Teen Vogue vs. an articulate teen

Posted on Feb 23, 2017 in Abortion

Teen Vogue vs. an articulate teen

A liberal magazine that targets teen girls figured it would make light of abortion – but a 16-year-old teenager hit back with an online video.

“We need to clarify one thing first: abortion is a big deal,” states Autumn, whose rebuttal produced by pro-life group Students for Life has collected 608,000-plus Facebook views.

The Teen Vogue article “What to Get a Friend Post-Abortion” includes a slide show of “gift” ideas, such as a “Girl Power” ballcap, a box of chocolates, and a Ruth Bader Ginsburg coloring book.

The article is targeted at teen girls such as Autumn and therefore, she suggests, she’s qualified to respond.

And respond she did, pointing out that the writer Whitney Bell suggests abortion can be “more than a little terrifying” but states a few words later that it “shouldn’t have to be so scary.”

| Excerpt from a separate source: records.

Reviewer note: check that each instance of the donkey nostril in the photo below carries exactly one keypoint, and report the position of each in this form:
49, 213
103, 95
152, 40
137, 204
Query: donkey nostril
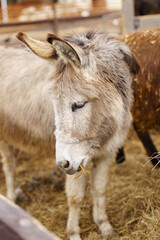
66, 164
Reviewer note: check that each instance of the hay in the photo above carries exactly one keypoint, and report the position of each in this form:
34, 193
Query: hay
133, 196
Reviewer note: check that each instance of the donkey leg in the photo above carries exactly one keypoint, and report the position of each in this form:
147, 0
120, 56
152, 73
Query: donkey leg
8, 161
75, 189
120, 156
98, 188
148, 145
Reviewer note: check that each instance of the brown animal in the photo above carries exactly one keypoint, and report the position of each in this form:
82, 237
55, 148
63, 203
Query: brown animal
81, 86
145, 45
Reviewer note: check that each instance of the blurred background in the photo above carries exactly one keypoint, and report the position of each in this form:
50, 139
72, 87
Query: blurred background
60, 16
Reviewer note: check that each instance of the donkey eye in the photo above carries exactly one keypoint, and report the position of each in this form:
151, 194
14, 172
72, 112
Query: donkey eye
78, 105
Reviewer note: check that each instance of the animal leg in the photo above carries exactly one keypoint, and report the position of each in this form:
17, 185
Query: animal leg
98, 189
75, 189
120, 156
8, 161
148, 145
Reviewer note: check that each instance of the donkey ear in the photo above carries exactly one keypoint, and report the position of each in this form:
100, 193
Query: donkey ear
42, 49
64, 49
131, 61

pregnancy ultrasound”Okay, which is it?” Autumn asks rhetorically. “You can’t have it both ways.”

The truth, she says, is that abortion is a scary procedure that haunts women for the decision they made.

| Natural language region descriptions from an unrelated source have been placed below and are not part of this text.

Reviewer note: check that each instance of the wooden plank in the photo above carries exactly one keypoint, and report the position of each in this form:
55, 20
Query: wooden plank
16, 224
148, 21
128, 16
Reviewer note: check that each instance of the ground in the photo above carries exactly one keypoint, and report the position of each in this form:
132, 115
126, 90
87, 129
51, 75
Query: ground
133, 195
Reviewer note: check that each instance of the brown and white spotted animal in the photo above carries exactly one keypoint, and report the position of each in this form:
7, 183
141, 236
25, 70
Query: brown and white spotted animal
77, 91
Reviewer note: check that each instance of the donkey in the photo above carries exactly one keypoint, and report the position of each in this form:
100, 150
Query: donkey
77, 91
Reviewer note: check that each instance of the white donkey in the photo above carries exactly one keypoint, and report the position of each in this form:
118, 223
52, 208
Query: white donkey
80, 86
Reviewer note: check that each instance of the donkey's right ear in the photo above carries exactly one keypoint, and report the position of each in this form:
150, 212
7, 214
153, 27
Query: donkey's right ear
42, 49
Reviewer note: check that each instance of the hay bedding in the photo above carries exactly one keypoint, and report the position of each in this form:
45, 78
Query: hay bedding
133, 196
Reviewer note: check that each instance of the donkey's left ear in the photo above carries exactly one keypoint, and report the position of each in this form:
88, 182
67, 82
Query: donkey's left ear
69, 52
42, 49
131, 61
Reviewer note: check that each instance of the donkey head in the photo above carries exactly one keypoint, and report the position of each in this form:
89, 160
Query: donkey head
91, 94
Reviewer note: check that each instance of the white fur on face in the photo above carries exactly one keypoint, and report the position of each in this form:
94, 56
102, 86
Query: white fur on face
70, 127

“No one skips into that room as if they’re getting their hair highlighted or their nails painted,” Autumn warns.

“And just for the record,” she continues, “the thought of going into a room and having my baby surgically removed from my body is both terrifying and scary, and none of these gifts would make me feel better. And if they did make me feel better, that would mean I need serious counseling.”

And the pro-life teen wasn’t done. She goes on to call out Teen Vogue for a “disgusting and disrespectful” article that trivializes abortion, then analyzes each of the gift ideas, ripping each while quoting liberally from Bell’s own story.


Teen Vogue’s online version is predictably heavy on fluff stories – “Dove Cameron Just Chopped Off ALL of Her Hair” – but includes political stories, too, such as a Detroit teen who opposes Betsy DeVos as Secretary of Education.

The publicity Autumn is giving Teen Vogue may be the most it’s gotten in some time – the magazine announced last November it was cutting back to four issues a year and relying on online stories. The magazine began in 2003.

OneNewsNow first reported on the Teen Vogue story in a Feb. 20 story.